A Lesson in Contentment
- caitlinthiede
- Jul 23, 2016
- 3 min read
Growing up, contentment was often used as a point of reference, but mostly regarding wealth and possessions. While I've never really had issues being content with material things and money, I'm realizing I need to apply this to intangible assets, too. For example, being content with my lot in life right now and with who I am.

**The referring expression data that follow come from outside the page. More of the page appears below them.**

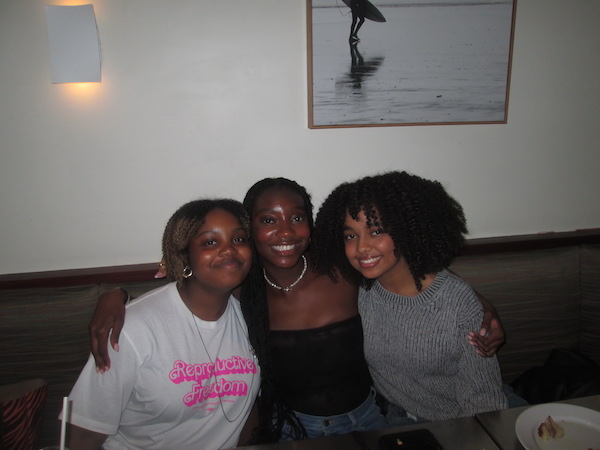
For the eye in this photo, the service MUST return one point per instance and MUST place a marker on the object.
(267, 220)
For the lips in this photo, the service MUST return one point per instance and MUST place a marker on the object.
(285, 248)
(230, 263)
(369, 262)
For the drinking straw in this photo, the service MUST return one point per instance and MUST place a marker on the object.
(63, 423)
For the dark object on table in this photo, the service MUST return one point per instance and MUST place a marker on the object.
(421, 439)
(566, 374)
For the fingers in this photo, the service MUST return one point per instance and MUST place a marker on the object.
(99, 339)
(486, 344)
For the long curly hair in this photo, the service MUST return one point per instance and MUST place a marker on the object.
(183, 226)
(425, 223)
(273, 411)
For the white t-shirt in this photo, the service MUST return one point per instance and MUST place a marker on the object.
(161, 391)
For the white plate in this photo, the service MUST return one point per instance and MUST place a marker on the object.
(582, 427)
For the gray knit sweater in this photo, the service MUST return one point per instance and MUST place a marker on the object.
(418, 353)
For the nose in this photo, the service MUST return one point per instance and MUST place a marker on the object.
(284, 229)
(228, 249)
(363, 244)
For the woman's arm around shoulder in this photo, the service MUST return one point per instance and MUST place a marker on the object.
(109, 315)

We're all made of so many components. A combination of nature/nurture, experiences, beliefs, values. As much as I wish it weren't so, we inevitably become a product of our worldview and maybe even a product of our emotional trauma. Recently, I've been confronted with a lot of issues in myself. Things that I didn't even realize had such power over me ... until I put myself in a given situation. My fears, my paranoia, my anxiety - all came up at once again like torrential rain in the middle of summer. I thought I was ready to be in a relationship, but am clearly seeing my need to step back and indulge in some me time. I thought I didn't need more me time, after all, I'm very secure with myself as a whole person, but not at all with those who try to love me. I quickly began becoming someone I didn't like - overbearing and needy. And, honestly, I don't know how to fix it. Then it hit me. A major reason I was beginning to become insecure about trusting someone else's feelings for me and second guessing their every move, was because I wasn't content.

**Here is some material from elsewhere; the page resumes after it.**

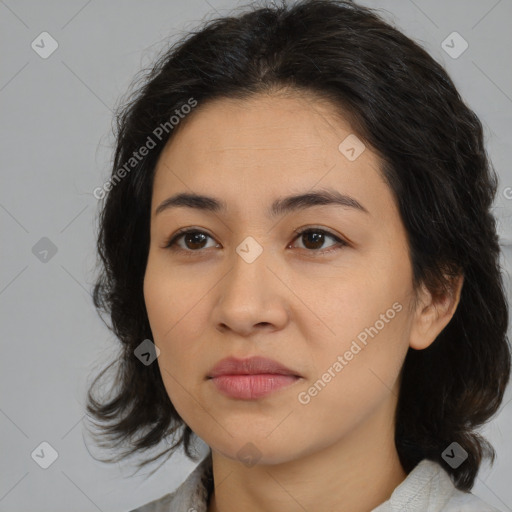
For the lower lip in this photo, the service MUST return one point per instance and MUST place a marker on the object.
(251, 387)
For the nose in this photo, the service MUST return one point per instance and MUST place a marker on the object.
(251, 297)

Instead of appreciating words or affection, I just selfishly demanded more. In a relationship, I'm supposed to give, not take. And that was a huge red flag for me. Acting as if somehow more calls or more time could equate to my acceptance of that person and what they have to offer. Nope. It wouldn't. More of those things could never be enough because I wasn't trusting already. I wasn't accepting what they offered because I was not content in my own skin. I made a mistake many of us do at one point: I claimed personal responsibility for past hurts. I victimized myself. In reality, a past betrayal has nothing to do with me, but only the person who committed the crime. This is a really large pill to swallow for me because it goes against everything I feel. You know that saying, "time heals all wounds"? That's bull shit. I don't think time heals anything, but buries it until it's time to come out and that wound has been wrung, salted, licked and made raw all over again. How do I separate every individual from my past disappointments? I guess the first step is to remind myself that every person is different and each circumstance new. To not only be alone, but give myself permission to accept my shortcomings and be content with my baggage. And to understand and believe that I'm not my wounds. My wounds have no part in who I am, yet, I keep them so close with my identity. I have to put my identity, my confidence, my strength in the right sources again. Reminding myself that I'm not a victim helps tremendously! I think it's really a mental discipline that will manifest into healed emotions over time. I've had to fight bigger battles and it's definitely true that what we believe is what we become. So, I'm just going to have to go in the trenches again. To reconstruct my thoughts so my feelings can follow, instead of having my feelings lead my mind. I am remorseful over how long it took me to realize this. I'm a little sad at how my thoughts could have given me such different results with my life. But, it really is a learning curve. A huge weight has been lifted off me knowing that I am in control of my feelings, my anxieties, and in my ability to trust. It's just a matter of being strong enough to dissuade those false feelings and reminders of the past. Thank God it's never too late to start over - I really don't want a dog to be my only companion forever!